Emma’s favourite cricketer from that time was Michael Atherton and the first thought that crossed my mind was whether she has covered the two most important things that happened during Atherton’s captaincy – his legendary 185 (not out) against Donald and company, and the time he declared the England innings when Graeme Hick was batting on 98. Emma covers them in detail and it was wonderful to read that.

I think Emma John’s book is cricket’s answer to Nick Hornby’sFever Pitch‘. It is beautifully written and it wonderfully evokes that particular era. I loved it.
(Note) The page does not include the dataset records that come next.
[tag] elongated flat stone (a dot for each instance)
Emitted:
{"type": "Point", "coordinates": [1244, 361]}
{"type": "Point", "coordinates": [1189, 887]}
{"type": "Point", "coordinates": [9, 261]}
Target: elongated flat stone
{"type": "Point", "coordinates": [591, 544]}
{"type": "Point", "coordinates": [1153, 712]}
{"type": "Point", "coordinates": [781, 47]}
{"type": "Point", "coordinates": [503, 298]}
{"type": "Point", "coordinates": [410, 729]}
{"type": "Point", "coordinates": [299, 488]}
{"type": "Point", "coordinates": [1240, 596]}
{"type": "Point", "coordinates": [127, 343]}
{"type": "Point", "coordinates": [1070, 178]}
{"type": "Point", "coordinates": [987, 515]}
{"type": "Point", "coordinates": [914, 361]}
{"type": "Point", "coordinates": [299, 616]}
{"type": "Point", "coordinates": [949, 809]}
This book is also unique because there are not many contemporary books written by women writers on cricket (I know of only Sharda Ugra and Tanya Aldred who write on cricket) and so Emma John is breaking new ground here.
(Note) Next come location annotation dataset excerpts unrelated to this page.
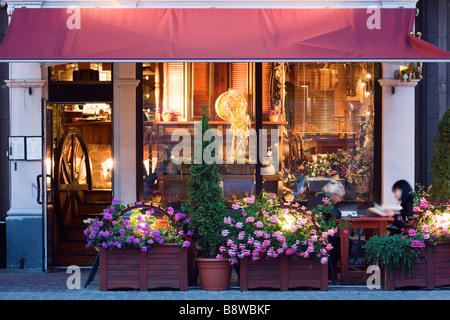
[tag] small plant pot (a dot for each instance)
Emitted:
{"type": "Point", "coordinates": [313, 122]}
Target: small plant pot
{"type": "Point", "coordinates": [273, 118]}
{"type": "Point", "coordinates": [215, 274]}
I’ll leave you with two of my favourite passages from the book.

“I’ve always preferred watching my teams bowl to watching them bat. When your team are batting, your instinct is to maintain the status quo, and you don’t really want to see anything dramatic happen. At least, I don’t. I certainly didn’t in the 1990s, when England’s middle order carried a hairline fracture that could snap at any second, and I would watch an entire batting session through my fingers, praying desperately for nothing exciting or noteworthy to take place. When your team are in the field, however, you’re willing the action on. Perhaps even more so when things are going badly. Sure, your bowling attack may be getting thrashed around the park right now, but it only takes a single ball to get a batsman out. Nothing can rob you of that tiny moment of hope when the ball leaves the bowler’s hand. Every delivery is a miniature grenade of possibility.”
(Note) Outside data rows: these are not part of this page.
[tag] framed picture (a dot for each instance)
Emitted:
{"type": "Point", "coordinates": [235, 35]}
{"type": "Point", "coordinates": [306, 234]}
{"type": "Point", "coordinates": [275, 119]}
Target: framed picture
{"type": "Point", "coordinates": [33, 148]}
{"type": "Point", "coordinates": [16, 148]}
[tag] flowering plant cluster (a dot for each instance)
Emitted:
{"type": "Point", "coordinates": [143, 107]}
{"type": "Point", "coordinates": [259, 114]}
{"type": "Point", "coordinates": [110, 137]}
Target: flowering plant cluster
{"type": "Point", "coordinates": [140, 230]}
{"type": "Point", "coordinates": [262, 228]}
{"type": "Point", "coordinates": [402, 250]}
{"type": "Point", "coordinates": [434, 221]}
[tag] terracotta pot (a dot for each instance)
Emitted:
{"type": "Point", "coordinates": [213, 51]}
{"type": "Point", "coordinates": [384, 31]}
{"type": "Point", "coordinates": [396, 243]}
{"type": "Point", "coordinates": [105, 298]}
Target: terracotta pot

“It is fatal for a sportsman to start doubting himself, or his ability to win. By contrast, sports fans have to come to terms with the fact that we are, by and large, losers. Unless we win the lottery of life…we know that at any time the spectre of defeat is likely to cross our paths and ruin our day, our week, our year. We hazard ourselves, again and again, and we aren’t even doing it for the exercise. We’re not gaining physical benefits, or a social life, or status in the eyes of our peers. We’re doing it solely for the hope of a hit of victory, and a vicarious one at that. It’s a strange choice we make, to stake our emotions so wholeheartedly upon such meaningless outcomes. Sport is, by its nature, utterly trivial; a team’s success or failure doesn’t matter anywhere outside of its own universe. I suspect that this is why, paradoxically, we overinvest ourselves. We go all in, like a goldrush victim spying a fleck of something glittery in the ground. When our team win, we’re an instant millionaire; when they lose, we’re bankrupts. That’s the only way I can explain why fans like me keep supporting teams that keep letting us down. We’ve given so much of ourselves to this fictitious universe that we can’t withdraw from it until it has paid us back in good feelings. We become trapped in that gambler’s mentality. No matter what trophies our team win, or how far down the league we fall, we can never get out. As long as there’s another fixture, as long as there’s a revenge match, our sporting narrative goes on.”

Have you read Emma John’sFollowing On‘? What do you think about it?